HB BERLIN. "Dieses Jahr ist mehr oder weniger gelaufen", sagte Börner. Grund sei, dass die Handelnden sich durchweg vertraglich Öllieferungen zu noch niedrigen Preisen gesichert hätten. Im nächsten Jahr, wenn diese Verträge ausgelaufen seien, werde sich die Negativwirkung aber entfalten. „Wir werden mit einer Kostenexplosion und Inflationsdruck rechnen müssen“, sagte er, und zwar im gesamten Energiebereich. Der Preis für ein Barrel leichtes US-Öl zur war am Montag in New York auf 50 Dollar geklettert.

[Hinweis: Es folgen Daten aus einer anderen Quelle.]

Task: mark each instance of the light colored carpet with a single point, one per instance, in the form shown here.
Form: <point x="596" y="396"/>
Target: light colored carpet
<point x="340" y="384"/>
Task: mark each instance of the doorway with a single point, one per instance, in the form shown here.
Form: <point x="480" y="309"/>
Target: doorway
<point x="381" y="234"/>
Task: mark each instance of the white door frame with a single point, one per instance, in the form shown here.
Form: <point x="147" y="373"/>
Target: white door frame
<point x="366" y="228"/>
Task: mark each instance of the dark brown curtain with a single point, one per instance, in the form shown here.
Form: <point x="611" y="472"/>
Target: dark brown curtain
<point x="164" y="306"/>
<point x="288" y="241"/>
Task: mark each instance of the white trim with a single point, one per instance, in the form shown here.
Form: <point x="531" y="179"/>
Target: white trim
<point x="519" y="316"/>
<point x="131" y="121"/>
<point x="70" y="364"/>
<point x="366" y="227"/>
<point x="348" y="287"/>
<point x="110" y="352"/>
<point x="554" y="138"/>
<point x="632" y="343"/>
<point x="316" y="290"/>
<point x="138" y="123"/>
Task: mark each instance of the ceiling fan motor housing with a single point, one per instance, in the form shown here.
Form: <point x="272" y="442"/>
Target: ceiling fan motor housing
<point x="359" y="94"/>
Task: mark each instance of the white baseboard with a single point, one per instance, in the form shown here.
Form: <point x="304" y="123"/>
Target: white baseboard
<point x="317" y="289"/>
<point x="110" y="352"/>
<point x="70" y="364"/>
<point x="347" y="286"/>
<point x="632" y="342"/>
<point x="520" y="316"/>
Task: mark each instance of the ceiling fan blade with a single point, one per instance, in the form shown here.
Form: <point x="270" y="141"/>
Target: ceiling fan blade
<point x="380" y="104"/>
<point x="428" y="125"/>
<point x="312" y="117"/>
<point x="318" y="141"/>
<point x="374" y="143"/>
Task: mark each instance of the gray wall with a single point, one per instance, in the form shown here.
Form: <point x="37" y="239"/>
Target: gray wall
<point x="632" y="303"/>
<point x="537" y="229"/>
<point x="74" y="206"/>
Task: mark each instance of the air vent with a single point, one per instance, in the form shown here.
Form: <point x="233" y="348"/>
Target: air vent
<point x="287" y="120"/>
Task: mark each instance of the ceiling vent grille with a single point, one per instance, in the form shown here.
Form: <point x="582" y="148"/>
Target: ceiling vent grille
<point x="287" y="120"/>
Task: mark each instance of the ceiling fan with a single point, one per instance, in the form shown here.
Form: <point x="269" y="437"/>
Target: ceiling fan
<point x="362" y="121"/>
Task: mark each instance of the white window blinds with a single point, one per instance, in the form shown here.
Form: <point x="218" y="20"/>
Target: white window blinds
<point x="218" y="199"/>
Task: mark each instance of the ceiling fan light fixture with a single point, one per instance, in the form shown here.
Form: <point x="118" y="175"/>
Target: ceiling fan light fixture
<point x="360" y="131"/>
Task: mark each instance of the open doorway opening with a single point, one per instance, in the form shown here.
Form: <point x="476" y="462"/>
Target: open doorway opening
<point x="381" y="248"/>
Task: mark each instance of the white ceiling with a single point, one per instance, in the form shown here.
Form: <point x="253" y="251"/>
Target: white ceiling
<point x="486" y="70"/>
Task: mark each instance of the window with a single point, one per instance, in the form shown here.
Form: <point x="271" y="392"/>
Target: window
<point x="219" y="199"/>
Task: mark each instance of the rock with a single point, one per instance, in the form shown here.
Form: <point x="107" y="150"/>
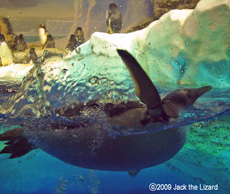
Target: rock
<point x="91" y="15"/>
<point x="7" y="30"/>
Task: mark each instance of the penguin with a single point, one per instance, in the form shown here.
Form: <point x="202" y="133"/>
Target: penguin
<point x="2" y="38"/>
<point x="113" y="19"/>
<point x="109" y="142"/>
<point x="33" y="55"/>
<point x="72" y="43"/>
<point x="42" y="34"/>
<point x="6" y="53"/>
<point x="79" y="34"/>
<point x="20" y="43"/>
<point x="50" y="43"/>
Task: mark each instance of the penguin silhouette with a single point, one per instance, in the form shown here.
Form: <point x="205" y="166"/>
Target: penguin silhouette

Den Anstieg würden auch die Verbraucher zu spüren bekommen. Für die deutsche Exportwirtschaft heiße das: „Dieses Jahr werden wir nicht wiederholen können“. Für 2004 rechnete Börner bislang mit 9,5 bis elf Prozent Exportwachstum. Beim Ölpreis sieht der Außenhandelspräsident zwar in nächster Zeit eine „Korrektur nach unten“. Er werde aber Ende des Jahres „hoch, über 40 Dollar“ bleiben.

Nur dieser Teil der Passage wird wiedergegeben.